Perspective API is a collaborative research effort exploring Machine Learning as a tool for better discussions online

Perspective API is the product of a collaborative research effort by Jigsaw and Google’s Counter Abuse Technology team exploring machine learning as a tool for better discussions online. The team routinely publishes datasets, academic research, and open source code as part of their commitment to transparency and innovation in natural language processing and machine learning.

The challenges of maintaining healthy conversations online are significant, and we know we cannot solve them alone. To enable academic and industry research in the field, we create public datasets whenever possible.

A public Kaggle competition, based on ~2 million comments from the Civil Comments platform, which shut down in 2017. This data is annotated for toxicity, toxicity sub-types, and mentions of identities, which enables evaluation of unintended bias with respect to identity mentions. See the Kaggle page as well as our academic paper Nuanced Metrics for Measuring Unintended Bias with Real Data for Text Classification for detailed description of data source and annotation schema. This dataset is also available on TensorFlow Datasets.

A public Kaggle competition, based on a crowdsourced dataset that includes 4 toxicity sub-types, and approximately 160k human labelled comments from Wikipedia Talk pages. The labelled annotations are based on asking 5000 crowd-workers to rate Wikipedia comments according to their toxicity. This dataset is also available on Figshare as the Wikipedia Human Annotations of Toxicity on Talk Pages.
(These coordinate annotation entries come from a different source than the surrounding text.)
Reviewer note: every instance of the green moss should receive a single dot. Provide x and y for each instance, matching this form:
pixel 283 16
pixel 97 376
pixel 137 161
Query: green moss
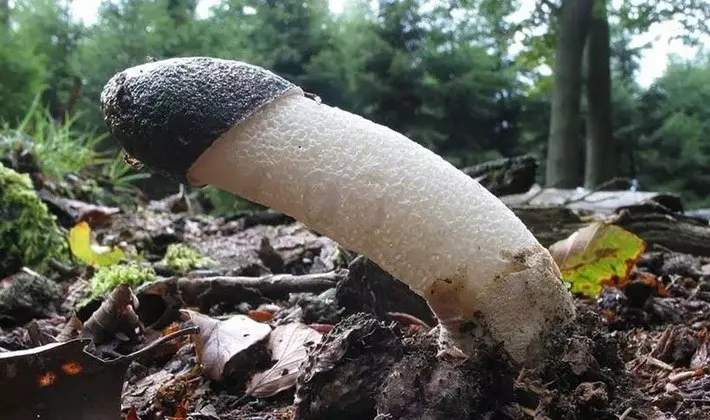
pixel 29 235
pixel 107 278
pixel 183 258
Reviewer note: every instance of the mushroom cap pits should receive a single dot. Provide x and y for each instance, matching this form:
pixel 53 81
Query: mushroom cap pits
pixel 167 113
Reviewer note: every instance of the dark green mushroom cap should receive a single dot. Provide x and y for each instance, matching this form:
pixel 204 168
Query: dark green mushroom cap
pixel 167 113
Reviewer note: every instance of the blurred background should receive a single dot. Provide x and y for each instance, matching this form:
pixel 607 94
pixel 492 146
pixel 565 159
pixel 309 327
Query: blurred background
pixel 595 89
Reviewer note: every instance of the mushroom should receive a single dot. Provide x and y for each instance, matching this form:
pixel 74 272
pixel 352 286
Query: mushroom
pixel 246 130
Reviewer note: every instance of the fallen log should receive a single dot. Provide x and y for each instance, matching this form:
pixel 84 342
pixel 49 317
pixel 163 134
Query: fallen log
pixel 602 202
pixel 656 224
pixel 505 176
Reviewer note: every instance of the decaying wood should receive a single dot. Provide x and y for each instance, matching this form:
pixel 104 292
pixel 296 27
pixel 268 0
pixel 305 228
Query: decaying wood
pixel 602 202
pixel 269 284
pixel 505 176
pixel 205 291
pixel 654 223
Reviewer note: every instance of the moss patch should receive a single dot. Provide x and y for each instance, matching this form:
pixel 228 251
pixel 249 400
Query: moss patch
pixel 29 235
pixel 183 258
pixel 107 278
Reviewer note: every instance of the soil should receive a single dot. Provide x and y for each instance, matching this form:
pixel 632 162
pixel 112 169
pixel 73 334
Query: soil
pixel 638 352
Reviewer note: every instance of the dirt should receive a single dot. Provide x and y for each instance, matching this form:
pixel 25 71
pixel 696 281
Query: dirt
pixel 638 352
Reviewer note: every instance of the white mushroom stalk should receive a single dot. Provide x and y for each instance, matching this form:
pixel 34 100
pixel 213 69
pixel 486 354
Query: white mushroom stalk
pixel 247 131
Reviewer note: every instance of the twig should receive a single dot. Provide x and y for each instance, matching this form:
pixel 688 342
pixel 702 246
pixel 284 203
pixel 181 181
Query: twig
pixel 529 411
pixel 163 339
pixel 684 376
pixel 659 363
pixel 275 283
pixel 594 190
pixel 625 413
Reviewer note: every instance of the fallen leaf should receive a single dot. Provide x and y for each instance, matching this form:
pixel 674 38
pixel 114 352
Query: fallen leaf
pixel 115 315
pixel 701 357
pixel 260 316
pixel 225 346
pixel 322 328
pixel 596 255
pixel 289 346
pixel 63 380
pixel 84 249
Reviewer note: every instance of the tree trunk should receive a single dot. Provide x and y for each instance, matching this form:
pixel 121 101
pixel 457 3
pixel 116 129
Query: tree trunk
pixel 601 156
pixel 563 151
pixel 4 14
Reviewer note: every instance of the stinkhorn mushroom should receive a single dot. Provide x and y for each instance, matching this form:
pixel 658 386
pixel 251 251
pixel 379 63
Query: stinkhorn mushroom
pixel 248 131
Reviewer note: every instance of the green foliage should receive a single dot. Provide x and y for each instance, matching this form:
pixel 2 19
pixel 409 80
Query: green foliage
pixel 674 149
pixel 29 235
pixel 436 71
pixel 107 278
pixel 222 203
pixel 59 149
pixel 183 258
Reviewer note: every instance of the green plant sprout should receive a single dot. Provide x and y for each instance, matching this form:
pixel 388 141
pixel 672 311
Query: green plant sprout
pixel 183 258
pixel 107 278
pixel 29 235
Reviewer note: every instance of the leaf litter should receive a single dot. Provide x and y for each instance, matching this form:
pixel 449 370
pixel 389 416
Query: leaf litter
pixel 289 345
pixel 333 336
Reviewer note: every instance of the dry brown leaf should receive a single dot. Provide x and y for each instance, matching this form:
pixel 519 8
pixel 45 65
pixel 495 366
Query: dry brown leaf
pixel 224 346
pixel 289 346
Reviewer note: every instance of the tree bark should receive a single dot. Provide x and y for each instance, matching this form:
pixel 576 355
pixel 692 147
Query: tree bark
pixel 601 159
pixel 563 152
pixel 4 14
pixel 514 175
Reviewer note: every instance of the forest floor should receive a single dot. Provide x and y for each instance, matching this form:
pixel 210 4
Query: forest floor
pixel 311 330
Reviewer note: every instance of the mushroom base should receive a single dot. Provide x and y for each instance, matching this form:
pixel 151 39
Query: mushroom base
pixel 381 194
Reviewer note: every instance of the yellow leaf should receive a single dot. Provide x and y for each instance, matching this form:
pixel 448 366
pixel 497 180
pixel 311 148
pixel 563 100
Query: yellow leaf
pixel 597 255
pixel 84 249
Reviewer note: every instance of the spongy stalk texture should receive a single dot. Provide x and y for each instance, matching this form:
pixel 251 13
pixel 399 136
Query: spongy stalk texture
pixel 378 193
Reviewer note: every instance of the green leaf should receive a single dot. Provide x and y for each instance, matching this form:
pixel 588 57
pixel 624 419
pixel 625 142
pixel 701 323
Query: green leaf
pixel 93 254
pixel 597 255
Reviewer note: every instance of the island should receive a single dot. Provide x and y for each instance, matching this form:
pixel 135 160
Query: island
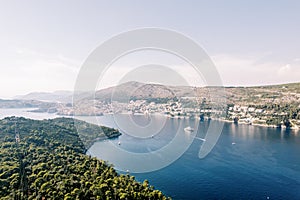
pixel 45 159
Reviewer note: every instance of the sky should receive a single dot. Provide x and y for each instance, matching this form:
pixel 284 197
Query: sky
pixel 43 44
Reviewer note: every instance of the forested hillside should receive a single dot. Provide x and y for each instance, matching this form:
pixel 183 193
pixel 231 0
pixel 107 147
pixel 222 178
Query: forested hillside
pixel 46 160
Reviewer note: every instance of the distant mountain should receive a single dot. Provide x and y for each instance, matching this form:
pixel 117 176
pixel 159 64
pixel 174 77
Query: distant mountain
pixel 137 90
pixel 57 96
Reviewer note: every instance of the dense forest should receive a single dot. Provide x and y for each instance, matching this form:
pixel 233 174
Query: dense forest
pixel 46 160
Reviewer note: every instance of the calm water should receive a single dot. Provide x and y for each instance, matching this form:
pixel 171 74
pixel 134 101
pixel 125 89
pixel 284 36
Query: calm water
pixel 247 162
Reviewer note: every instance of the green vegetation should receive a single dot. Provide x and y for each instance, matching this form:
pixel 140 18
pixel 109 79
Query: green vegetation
pixel 48 161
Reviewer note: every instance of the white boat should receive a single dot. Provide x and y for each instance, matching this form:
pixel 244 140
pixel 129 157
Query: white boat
pixel 188 129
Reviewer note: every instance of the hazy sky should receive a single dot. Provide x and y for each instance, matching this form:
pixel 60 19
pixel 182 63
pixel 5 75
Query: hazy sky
pixel 44 43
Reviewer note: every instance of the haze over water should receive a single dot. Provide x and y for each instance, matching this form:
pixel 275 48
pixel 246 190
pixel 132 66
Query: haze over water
pixel 247 162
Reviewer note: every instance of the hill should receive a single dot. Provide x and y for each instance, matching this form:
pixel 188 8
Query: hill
pixel 46 160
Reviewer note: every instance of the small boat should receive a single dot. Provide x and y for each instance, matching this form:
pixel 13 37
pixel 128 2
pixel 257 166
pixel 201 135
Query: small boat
pixel 188 129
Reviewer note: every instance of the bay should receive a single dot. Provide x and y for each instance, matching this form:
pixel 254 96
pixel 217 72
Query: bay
pixel 246 163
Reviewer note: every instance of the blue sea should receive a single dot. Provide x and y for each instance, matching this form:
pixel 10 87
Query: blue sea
pixel 247 162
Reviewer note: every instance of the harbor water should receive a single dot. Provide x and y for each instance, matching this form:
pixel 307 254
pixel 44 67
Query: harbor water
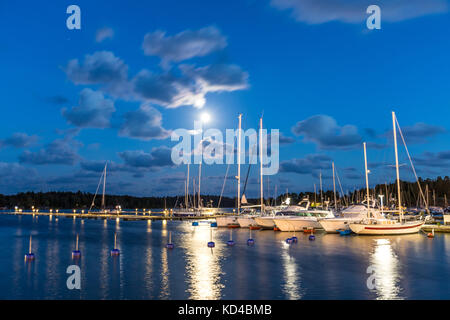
pixel 331 267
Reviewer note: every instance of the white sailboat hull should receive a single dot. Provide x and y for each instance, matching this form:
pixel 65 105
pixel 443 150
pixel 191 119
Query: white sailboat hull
pixel 332 225
pixel 246 222
pixel 297 224
pixel 226 221
pixel 387 229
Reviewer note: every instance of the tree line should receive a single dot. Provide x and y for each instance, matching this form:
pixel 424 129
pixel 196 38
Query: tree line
pixel 436 191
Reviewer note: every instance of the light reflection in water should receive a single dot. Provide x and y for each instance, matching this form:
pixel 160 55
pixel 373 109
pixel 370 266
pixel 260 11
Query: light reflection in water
pixel 203 268
pixel 165 289
pixel 292 282
pixel 387 270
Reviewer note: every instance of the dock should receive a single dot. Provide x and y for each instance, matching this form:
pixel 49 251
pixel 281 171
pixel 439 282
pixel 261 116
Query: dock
pixel 125 216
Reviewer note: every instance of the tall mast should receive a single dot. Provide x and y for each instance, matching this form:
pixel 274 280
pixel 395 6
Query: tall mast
pixel 367 180
pixel 104 187
pixel 315 195
pixel 187 188
pixel 397 168
pixel 334 188
pixel 261 164
pixel 239 164
pixel 321 192
pixel 193 188
pixel 199 181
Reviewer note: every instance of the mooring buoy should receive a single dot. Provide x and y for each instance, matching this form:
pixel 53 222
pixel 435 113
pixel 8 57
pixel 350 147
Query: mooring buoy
pixel 115 252
pixel 211 243
pixel 230 242
pixel 250 240
pixel 170 245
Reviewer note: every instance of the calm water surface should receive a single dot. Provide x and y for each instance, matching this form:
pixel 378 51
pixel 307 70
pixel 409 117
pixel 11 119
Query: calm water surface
pixel 331 267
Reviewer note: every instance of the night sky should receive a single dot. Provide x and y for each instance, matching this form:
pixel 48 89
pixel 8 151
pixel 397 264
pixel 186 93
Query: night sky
pixel 137 70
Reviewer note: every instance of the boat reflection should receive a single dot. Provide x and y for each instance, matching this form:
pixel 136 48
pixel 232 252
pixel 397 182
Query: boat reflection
pixel 292 283
pixel 386 270
pixel 203 268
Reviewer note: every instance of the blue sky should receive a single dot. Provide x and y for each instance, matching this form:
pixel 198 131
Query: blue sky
pixel 72 99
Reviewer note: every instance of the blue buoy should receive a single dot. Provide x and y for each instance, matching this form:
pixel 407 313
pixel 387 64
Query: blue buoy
pixel 30 255
pixel 211 243
pixel 76 254
pixel 115 252
pixel 344 232
pixel 170 245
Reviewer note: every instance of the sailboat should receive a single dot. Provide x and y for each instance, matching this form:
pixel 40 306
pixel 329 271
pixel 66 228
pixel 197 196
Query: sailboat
pixel 248 220
pixel 374 225
pixel 103 209
pixel 188 210
pixel 231 220
pixel 353 213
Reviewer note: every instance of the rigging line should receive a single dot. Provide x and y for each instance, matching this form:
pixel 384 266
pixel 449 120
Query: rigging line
pixel 412 165
pixel 95 195
pixel 223 186
pixel 340 186
pixel 248 173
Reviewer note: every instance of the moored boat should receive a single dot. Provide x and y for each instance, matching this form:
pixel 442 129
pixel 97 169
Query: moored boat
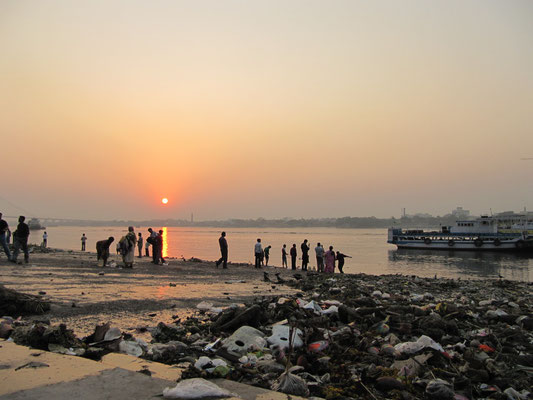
pixel 35 224
pixel 481 234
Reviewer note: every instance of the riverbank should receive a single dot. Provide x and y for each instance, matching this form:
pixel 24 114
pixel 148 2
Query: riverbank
pixel 354 336
pixel 83 293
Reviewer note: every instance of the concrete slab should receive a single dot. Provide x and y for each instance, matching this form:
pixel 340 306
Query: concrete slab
pixel 29 374
pixel 117 384
pixel 162 371
pixel 48 368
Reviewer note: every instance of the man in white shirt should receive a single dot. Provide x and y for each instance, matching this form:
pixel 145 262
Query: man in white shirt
pixel 258 253
pixel 319 257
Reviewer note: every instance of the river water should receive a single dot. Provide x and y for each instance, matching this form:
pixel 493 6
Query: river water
pixel 371 254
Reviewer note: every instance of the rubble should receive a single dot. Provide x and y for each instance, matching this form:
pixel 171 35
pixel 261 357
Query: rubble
pixel 15 304
pixel 349 336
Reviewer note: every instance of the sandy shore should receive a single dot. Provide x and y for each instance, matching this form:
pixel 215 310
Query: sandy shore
pixel 84 294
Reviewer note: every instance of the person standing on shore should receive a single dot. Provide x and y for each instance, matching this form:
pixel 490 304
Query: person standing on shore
pixel 284 256
pixel 305 255
pixel 4 228
pixel 258 251
pixel 139 244
pixel 157 249
pixel 127 247
pixel 294 254
pixel 340 259
pixel 330 260
pixel 102 249
pixel 21 240
pixel 319 250
pixel 83 240
pixel 151 240
pixel 222 242
pixel 267 254
pixel 147 248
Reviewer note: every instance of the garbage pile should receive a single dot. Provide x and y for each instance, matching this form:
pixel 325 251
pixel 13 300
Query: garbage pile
pixel 16 303
pixel 353 336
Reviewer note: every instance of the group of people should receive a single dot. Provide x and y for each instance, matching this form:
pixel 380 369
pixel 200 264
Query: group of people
pixel 127 244
pixel 20 239
pixel 325 259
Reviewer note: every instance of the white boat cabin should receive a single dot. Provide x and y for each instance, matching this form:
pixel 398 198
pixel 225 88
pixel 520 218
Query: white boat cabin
pixel 484 224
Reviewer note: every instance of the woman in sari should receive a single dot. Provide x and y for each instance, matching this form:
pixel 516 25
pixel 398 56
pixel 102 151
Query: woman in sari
pixel 330 260
pixel 128 248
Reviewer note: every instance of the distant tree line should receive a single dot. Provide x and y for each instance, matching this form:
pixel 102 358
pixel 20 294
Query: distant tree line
pixel 344 222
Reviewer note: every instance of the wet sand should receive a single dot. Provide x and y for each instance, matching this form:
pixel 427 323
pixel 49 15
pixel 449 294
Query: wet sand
pixel 84 294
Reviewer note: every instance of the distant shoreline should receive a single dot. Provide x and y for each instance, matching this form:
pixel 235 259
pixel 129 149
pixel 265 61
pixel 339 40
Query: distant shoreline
pixel 344 222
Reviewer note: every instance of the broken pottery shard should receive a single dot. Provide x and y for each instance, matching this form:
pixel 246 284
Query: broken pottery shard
pixel 280 337
pixel 196 388
pixel 439 389
pixel 291 384
pixel 112 334
pixel 243 340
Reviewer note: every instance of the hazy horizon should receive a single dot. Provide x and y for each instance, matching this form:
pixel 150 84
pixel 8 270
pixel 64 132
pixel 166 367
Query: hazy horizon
pixel 271 109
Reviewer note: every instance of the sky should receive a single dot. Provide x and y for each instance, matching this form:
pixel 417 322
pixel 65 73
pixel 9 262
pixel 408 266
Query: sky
pixel 247 109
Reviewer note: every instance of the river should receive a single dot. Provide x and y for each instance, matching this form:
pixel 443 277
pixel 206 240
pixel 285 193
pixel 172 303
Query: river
pixel 371 254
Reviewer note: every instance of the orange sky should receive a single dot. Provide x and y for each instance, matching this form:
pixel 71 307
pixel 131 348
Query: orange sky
pixel 241 109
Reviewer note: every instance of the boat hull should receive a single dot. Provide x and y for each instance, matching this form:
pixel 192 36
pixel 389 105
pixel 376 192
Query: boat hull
pixel 508 247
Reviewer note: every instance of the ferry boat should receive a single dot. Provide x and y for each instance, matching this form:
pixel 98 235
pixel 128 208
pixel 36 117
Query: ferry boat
pixel 482 234
pixel 35 224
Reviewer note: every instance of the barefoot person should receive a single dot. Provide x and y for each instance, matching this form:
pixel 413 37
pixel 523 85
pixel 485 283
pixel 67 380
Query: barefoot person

A public Kaggle competition that challenges participants to use the data from the previous two Kaggle competitions to build a multilingual toxicity model.

100k Comments from Wikipedia each with 10 annotations by the 4000 annotators who contributed to the effort. Each comment annotation notes whether the annotator considers the comment to be a personal attack or not.

Machine-labelled annotations for every English Wikipedia talk page comment from 2001 to 2015, approximately 95 million comments to support large scale data analysis.

A collection of 12,000 news comments that have been annotated for positive contributions to online conversations. This is a collaboration between Simon Fraser University and Jigsaw, and is soon to appear in a First Monday special issue on abusive language online.

A collection of 44,000 comments that have been annotated for a variety of subtle aspects of unhealthiness, including sarcasm, antagonism, and condescension. This dataset was a collaboration between the University of Oxford and Jigsaw and will be published at the Workshop on Online Abuse and Harms.

A dataset derived from Unintended Bias Kaggle competition forms the basis for a context-aware dataset that has been annotated by raters who could see the previous comment as part of a study measuring the importance of context for moderation. This collaboration between Athens University of Economics and Business and Jigsaw appeared at ACL 2020.

Our open source repositories provide a range of examples using Perspective, from fully-fledged tools to experimental demos, as well as examples of tools we leverage to build our machine learning models.

Tools built using Perspective

A moderation tool to support using machine learning models to assist a human review process (used by the New York Times).

Code to build an authorship experience that gives feedback to people as they type. This is used in our public demo of perspective API, but the code repository includes many additional features and ways to create other authorship experiences.

An experimental Chrome extension that lets people customize how much toxicity they want to see in comments across the internet. Tune uses Perspective to let people set the “volume” of conversations on a number of popular platforms, including YouTube, Facebook, Twitter, Reddit, and Disqus. The extension is available for download in the Chrome Web Store.

A collection of concepts and demos built using Perspective API.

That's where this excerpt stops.